Sir Colin says for a while Chase kept the existing board but it soon became evident that their culture was different and they forced the resignations of the directors. Several years later Chase went into receivership.

It was a similar experience with Fisher & Paykel that Sir Colin describes as being the most challenging of his directorship career.

When Equiticorp went into statutory liquidation in the late 1980s it owned a significant shareholding in Fisher & Paykel. "We never felt that the company would fail but the concern was another predator would buy into the company." It survived and has prospered since.

The business remains a takeover target but Sir Colin says any buyer would have to fit well with the company's culture for it to continue its success.

"F&P is a company with its own individual culture. I think it would be difficult for another company to maintain the strength of F&P if they took over without respecting that culture."

But times have changed since the early days when Sir Colin became a director.

"Most major New Zealand companies are governed much better today than they were when I started as a director in 1972. Primarily this is because the legislation and regulations covering a company's behaviour are more extensive and clearer than in the past."

Through all the changes he still believes the key to a successful board is having the right people.

"To me the quality of the people is foremost. You need a board that has the required skills and background that are appropriate to the company. You need a good chairman and, critically, a good managing director.

"I like to have people on the board who have previously been a chief executive or chief financial officer of other companies. If they have been there and done that they are generally good at taking an overview of the situation."

While there is a lot of focus on corporate governance for today's companies Sir Colin believes it should not be the main focus of directors.
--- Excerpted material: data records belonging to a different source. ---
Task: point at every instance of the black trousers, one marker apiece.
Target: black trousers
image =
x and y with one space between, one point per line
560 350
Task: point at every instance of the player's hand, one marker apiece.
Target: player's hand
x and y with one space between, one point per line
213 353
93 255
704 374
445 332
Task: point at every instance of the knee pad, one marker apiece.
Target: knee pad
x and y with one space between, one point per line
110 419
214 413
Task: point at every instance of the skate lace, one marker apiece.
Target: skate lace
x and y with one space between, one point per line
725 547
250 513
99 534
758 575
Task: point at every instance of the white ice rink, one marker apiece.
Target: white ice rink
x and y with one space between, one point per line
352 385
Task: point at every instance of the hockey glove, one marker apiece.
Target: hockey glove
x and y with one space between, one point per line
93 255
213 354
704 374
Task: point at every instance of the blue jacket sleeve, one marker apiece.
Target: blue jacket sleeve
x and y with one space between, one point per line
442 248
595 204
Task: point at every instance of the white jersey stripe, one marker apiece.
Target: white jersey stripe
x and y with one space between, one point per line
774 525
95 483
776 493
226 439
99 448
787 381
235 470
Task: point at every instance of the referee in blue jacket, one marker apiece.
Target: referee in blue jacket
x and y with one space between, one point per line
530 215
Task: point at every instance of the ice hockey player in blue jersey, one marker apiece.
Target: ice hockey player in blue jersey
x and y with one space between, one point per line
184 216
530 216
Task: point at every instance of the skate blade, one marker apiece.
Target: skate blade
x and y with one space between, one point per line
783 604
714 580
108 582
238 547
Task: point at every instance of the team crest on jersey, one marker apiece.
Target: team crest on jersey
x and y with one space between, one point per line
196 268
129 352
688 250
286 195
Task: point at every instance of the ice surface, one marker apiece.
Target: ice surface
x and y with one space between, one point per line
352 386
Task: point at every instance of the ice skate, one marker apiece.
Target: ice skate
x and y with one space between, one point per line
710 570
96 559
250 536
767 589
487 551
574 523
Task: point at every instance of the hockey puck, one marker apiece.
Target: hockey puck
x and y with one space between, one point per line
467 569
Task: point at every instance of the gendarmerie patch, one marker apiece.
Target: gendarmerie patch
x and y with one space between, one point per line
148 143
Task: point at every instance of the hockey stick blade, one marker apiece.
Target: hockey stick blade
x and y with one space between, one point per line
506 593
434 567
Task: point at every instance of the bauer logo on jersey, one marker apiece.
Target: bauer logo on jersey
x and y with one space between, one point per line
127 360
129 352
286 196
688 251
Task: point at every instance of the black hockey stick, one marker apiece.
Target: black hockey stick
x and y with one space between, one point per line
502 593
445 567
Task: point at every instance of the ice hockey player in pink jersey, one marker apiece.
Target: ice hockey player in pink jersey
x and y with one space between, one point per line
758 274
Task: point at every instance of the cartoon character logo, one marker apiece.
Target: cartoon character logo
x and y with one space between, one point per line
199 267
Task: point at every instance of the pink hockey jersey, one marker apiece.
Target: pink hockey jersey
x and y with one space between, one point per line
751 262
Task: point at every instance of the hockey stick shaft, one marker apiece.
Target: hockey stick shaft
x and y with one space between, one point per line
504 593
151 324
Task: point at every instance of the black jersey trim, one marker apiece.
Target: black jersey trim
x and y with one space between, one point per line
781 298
"I still believe boards of directors should be discussing mainly the business and not corporate governance unless there are problems in that area. Fisher & Paykel has always been good at discussing the business."

He says the life of a professional director has its up and downs.

"If you are going to be involved in a number of activities there are bound to be times when things will not go as well as you would like. Certainly I have been though some low periods, but these have been well and truly outweighed by the good times."

* Sir Colin Maiden's autobiography, An Energetic Life, is on sale today.

SIR COLIN MAIDEN
* Age: 75.
* Educated: Auckland Grammar School; Auckland University, Bachelor and Master of Engineering; Rhodes Scholarat Oxford University.
* Career:1958: Canadian Armament Research and Development Establishment.1961: Auckland University lecturer in the Engineering department.1962: GM executive.1971: Auckland University vice- chancellor for 24 years.1972: Began directorships. 1991: Knighted for services to education and business management.
* Married to Jenefor; four children, nine grandchildren.
* Interests: Tennis, travelling.
* Current directorships: Fisher & Paykel Healthcare, DB Breweries.
* Past directorships: Mason Industries, Fisher & Paykel Industries, Farmers Trading Company, Progressive Enterprises, ANZ Banking Group, Foodland Associated, New Zealand Steel, Winstone, Wilkins & Davies, National Insurance, Tower Corporation, Independent Newspapers, Sedgewick NZ/Marsh NZ.